Résultat : les entreprises du secteur affirment que ces projets ne sont plus rentables.
L'ONG écologiste Greenpeace a fustigé "le pire désastre pour l'énergie propre depuis au moins une décennie", qui selon elle "met en danger les objectifs de décarbonation britanniques".
L'énergéticien suédois Vattenfall a déjà jeté l'éponge sur un vaste projet, Norfolk Boreas, et d'autres pourraient suivre.
"Je sais que d'autres entreprises étudient avec attention leurs permis et leur capacité à investir" dans l'éolien au Royaume-Uni, fait valoir Michael Tholen, directeur de la durabilité du lobby énergétique Offshore Energy UK (OEUK), interrogé par l'AFP à la conférence Offshore Europe, qui se tenait cette semaine à Aberdeen.
Nouvelles priorités
Mads Nipper, patron du géant danois de l'électricité Orsted avait lui aussi tenté d'avertir que "les ambitions offshore ne se réaliseront qu'avec des cadres d'appels d'offres sains et des prix réalistes".

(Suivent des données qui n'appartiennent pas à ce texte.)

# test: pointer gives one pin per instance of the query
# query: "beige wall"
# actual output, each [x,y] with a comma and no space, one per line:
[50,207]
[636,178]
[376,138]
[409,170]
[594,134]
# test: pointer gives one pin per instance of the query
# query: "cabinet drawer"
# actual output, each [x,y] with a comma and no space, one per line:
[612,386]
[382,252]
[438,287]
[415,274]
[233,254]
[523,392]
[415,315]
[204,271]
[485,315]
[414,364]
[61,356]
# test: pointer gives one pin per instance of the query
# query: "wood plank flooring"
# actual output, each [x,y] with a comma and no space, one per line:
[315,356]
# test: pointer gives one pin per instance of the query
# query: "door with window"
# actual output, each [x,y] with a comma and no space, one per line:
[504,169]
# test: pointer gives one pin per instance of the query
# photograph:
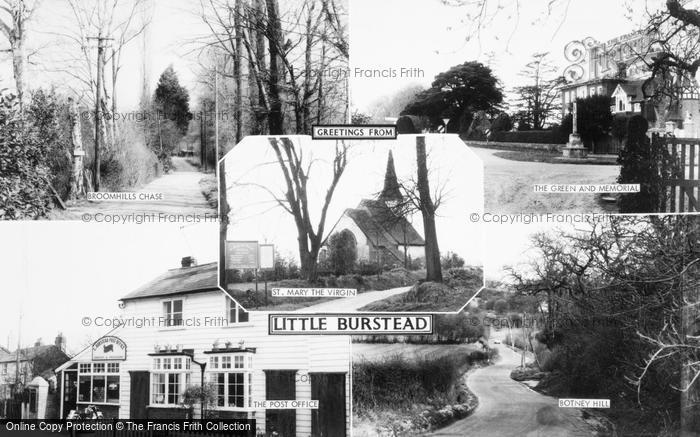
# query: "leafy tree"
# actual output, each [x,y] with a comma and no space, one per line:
[451,261]
[538,101]
[172,100]
[342,252]
[502,123]
[467,87]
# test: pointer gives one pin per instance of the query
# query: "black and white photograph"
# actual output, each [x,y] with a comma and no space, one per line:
[351,225]
[111,108]
[161,342]
[606,312]
[573,106]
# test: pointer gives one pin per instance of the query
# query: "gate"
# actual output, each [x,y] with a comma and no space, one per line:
[683,185]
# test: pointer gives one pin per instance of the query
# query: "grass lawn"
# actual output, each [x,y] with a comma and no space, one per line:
[551,157]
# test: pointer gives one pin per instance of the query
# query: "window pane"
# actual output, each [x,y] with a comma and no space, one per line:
[236,386]
[242,315]
[113,389]
[158,388]
[173,388]
[239,362]
[98,389]
[220,387]
[84,389]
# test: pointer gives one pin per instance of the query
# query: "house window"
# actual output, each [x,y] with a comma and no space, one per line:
[232,377]
[32,400]
[169,379]
[172,312]
[235,312]
[98,383]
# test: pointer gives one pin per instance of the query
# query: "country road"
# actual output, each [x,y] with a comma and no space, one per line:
[182,194]
[352,303]
[508,408]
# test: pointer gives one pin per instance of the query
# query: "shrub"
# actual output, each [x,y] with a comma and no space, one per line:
[639,162]
[24,185]
[342,252]
[451,260]
[500,306]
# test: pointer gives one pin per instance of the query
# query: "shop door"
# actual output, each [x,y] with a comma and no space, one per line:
[280,385]
[329,419]
[138,389]
[70,391]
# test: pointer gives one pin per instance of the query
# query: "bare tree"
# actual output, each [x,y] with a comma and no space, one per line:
[13,26]
[296,170]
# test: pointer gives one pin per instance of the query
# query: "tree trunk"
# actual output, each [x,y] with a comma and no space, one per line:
[238,100]
[274,35]
[19,62]
[432,250]
[223,225]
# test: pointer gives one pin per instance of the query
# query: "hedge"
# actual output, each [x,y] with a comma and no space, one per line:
[531,136]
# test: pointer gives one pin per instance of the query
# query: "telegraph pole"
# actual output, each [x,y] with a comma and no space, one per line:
[98,98]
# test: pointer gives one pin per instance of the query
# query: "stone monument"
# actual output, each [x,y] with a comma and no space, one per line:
[575,148]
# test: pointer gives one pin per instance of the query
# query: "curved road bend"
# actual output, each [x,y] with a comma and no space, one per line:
[508,408]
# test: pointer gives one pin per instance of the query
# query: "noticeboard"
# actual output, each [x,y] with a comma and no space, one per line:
[267,256]
[241,255]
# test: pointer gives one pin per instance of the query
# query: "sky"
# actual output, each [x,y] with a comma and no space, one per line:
[55,273]
[432,36]
[253,173]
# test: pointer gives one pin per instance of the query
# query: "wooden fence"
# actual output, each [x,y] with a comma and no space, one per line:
[683,164]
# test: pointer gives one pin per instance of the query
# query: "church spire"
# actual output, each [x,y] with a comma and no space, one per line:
[391,189]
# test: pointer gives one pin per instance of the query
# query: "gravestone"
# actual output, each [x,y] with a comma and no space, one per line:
[575,148]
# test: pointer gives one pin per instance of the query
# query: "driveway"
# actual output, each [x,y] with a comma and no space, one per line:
[350,304]
[508,408]
[181,195]
[508,184]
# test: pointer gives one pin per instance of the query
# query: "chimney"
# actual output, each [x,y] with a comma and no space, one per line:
[188,261]
[60,342]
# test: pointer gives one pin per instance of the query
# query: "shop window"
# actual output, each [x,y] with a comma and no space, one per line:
[98,383]
[172,312]
[169,379]
[235,312]
[232,377]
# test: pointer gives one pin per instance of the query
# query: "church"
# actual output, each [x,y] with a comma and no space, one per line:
[381,235]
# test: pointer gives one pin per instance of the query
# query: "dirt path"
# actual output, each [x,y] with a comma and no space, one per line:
[350,304]
[508,408]
[508,184]
[181,195]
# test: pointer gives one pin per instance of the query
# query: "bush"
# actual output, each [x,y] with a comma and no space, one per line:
[500,306]
[639,162]
[451,260]
[24,183]
[342,252]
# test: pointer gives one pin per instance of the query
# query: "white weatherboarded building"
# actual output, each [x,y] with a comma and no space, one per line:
[181,326]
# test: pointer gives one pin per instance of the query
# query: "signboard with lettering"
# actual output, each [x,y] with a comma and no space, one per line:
[109,348]
[267,256]
[241,255]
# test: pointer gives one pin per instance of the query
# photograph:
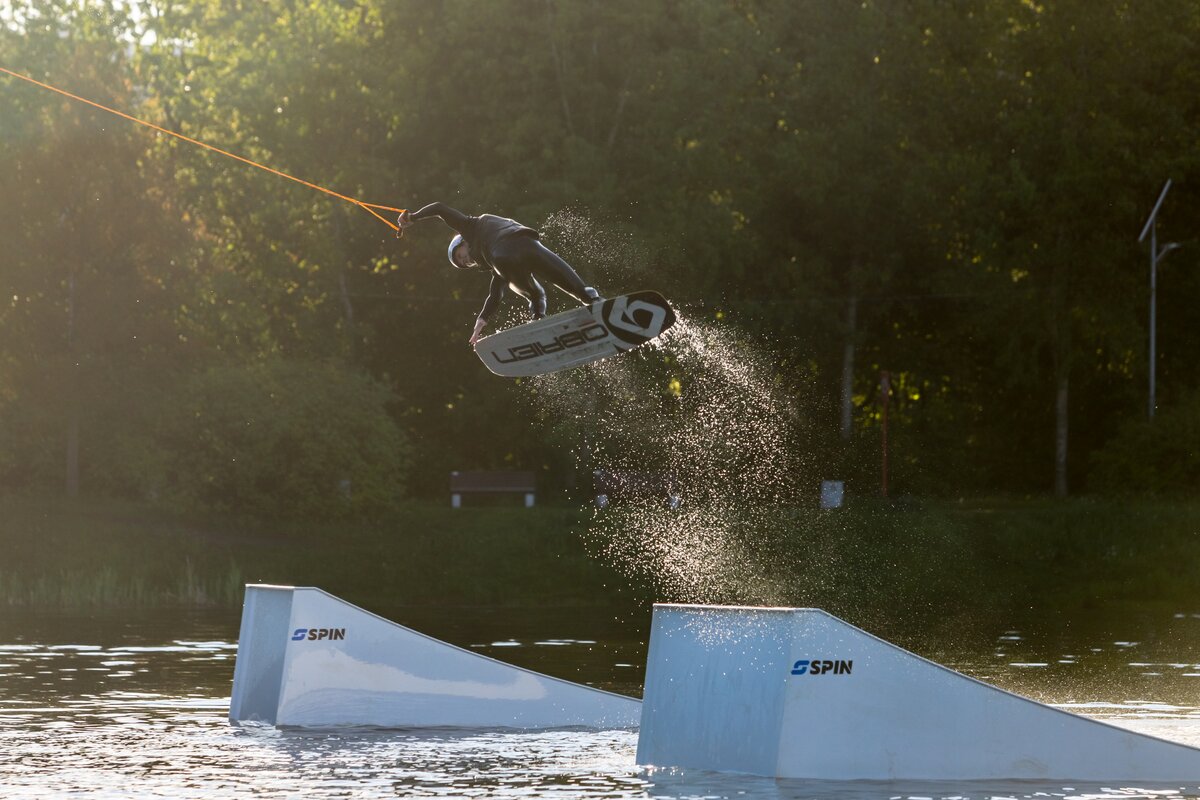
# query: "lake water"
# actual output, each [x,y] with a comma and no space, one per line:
[133,704]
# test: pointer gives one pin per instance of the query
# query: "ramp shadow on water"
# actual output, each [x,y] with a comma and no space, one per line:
[135,704]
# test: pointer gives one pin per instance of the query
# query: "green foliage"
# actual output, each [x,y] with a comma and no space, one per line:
[969,176]
[1159,457]
[281,439]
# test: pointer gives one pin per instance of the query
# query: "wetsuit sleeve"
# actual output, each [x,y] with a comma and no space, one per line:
[453,217]
[495,294]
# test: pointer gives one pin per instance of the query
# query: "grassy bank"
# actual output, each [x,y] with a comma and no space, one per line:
[937,559]
[103,553]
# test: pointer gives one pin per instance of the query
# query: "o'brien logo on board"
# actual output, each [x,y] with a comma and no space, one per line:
[575,338]
[822,667]
[318,633]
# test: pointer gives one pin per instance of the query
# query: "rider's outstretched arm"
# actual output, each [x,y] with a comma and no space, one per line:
[453,217]
[495,294]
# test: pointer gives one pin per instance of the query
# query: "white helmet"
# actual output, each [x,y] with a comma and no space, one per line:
[454,245]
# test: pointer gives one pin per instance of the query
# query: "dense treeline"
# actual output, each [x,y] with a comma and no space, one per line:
[951,192]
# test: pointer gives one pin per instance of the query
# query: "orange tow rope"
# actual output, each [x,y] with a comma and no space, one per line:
[366,206]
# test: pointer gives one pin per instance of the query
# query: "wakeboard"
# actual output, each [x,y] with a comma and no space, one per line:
[575,337]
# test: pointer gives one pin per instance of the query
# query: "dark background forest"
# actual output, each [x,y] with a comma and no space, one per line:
[948,191]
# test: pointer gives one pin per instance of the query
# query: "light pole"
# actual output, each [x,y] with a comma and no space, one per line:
[1156,256]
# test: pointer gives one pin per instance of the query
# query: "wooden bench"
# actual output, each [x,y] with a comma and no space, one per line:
[492,482]
[609,486]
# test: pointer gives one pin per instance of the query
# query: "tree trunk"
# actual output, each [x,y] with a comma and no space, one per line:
[1060,433]
[847,370]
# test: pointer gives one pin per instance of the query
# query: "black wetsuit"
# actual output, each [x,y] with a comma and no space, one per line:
[514,256]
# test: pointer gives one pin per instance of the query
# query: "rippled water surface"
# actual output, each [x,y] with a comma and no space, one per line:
[135,704]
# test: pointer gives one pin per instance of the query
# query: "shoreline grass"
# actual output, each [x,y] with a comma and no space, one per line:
[931,559]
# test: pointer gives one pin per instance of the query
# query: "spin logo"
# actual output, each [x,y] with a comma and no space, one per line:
[318,633]
[822,667]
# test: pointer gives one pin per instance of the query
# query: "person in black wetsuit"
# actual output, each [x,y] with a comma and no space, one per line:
[511,252]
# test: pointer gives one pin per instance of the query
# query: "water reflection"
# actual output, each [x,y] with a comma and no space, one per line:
[135,705]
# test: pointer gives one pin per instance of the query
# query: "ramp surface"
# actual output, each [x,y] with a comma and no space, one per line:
[307,659]
[799,693]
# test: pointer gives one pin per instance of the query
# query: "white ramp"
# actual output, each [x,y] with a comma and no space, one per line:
[306,659]
[798,693]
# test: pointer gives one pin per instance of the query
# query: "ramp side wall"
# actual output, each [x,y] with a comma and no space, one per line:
[262,642]
[378,673]
[714,689]
[899,716]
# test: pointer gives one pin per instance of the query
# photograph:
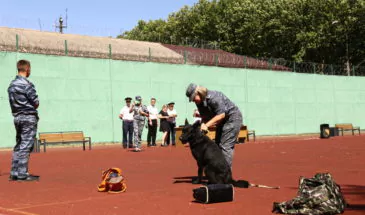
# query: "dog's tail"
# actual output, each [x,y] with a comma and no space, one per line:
[246,184]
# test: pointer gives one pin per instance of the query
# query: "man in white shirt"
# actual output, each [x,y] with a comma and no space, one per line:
[152,123]
[172,121]
[127,118]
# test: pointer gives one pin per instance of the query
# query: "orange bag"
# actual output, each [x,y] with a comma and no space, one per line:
[112,181]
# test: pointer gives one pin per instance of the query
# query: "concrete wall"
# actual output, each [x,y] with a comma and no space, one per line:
[87,94]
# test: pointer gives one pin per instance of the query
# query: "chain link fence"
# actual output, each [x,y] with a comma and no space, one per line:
[50,43]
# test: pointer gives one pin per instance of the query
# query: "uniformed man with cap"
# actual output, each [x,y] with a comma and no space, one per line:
[127,118]
[140,113]
[24,102]
[171,111]
[217,110]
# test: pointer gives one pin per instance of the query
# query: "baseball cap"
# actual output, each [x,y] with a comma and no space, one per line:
[190,91]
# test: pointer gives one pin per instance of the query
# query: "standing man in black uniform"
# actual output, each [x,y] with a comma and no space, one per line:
[24,102]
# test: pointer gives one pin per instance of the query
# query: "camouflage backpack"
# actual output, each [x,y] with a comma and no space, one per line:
[319,195]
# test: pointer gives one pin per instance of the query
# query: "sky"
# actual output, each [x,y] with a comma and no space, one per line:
[94,18]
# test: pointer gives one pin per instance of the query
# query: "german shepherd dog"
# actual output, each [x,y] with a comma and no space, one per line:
[209,157]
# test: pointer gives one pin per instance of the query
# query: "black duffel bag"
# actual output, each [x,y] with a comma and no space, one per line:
[214,193]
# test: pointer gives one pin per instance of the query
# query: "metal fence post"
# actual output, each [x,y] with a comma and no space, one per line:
[110,51]
[66,49]
[185,56]
[149,53]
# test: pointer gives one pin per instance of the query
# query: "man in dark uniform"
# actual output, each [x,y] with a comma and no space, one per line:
[24,102]
[140,113]
[217,110]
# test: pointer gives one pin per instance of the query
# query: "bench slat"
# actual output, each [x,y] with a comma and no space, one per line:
[67,137]
[50,137]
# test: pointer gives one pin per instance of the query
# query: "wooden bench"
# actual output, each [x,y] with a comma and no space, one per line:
[347,127]
[62,138]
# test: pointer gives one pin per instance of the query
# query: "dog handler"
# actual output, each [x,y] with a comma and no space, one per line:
[217,110]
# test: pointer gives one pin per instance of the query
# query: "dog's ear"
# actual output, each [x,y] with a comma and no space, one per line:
[197,124]
[186,121]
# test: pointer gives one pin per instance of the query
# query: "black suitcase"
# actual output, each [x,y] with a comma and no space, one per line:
[214,193]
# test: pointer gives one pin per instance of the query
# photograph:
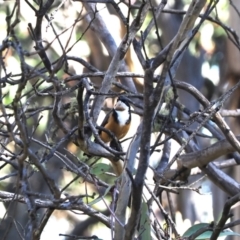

Quelques jours avant l'embarrassant aveu d'échec de vendredi, Downing Street venait de lever une interdiction de facto de construire de nouveaux champs d'éolien terrestre, ce qui avait été salué comme un pas dans la bonne direction, mais trop timide.
La guerre en Ukraine, a changé les priorités affichées de Londres.
"Il y a eu des interférences entre la sécurité énergétique et la neutralité carbone" dans les priorités gouvernementales, d'autant qu'il y a eu "beaucoup de changements politiques ces dernières années" à la tête du pays, constate Clare Bond, professeure de géophysique à l'université d'Aberdeen, interrogée par l'AFP.
Les ONG, experts, et les entreprises du secteur enjoignent de réformer d'urgence les processus d'appels d'offre pour, par exemple, introduire l'idée d'un bénéfice minimum pour les énergéticiens, comme le suggère Erik Dalhuijsen.
D'autres insistent sur les besoins de stabilité à long terme de la fiscalité et de la réglementation.
"Il faut mettre en place le bon cadre et redonner confiance aux investisseurs", insiste Clare Bond, de l'université d'Aberdeen.
Au moins 100 milliards de livres d'investissements du secteur privé dans les hydrocarbures ou l'éolien "offshore" sont nécessaires pour que le Royaume-Uni atteigne en 2050 son objectif de neutralité carbone et pour son approvisionnement énergétique, plaidait la semaine dernière OEUK dans un rapport.
Pour M. Dalhuijsen, l'objectif de neutralité carbone en 2050 est toujours théoriquement atteignable, "mais c'est de plus en plus difficile. Il faut faire baisser les émissions de CO2 et chaque année qui passe, cela devient deux fois plus difficile ou presque".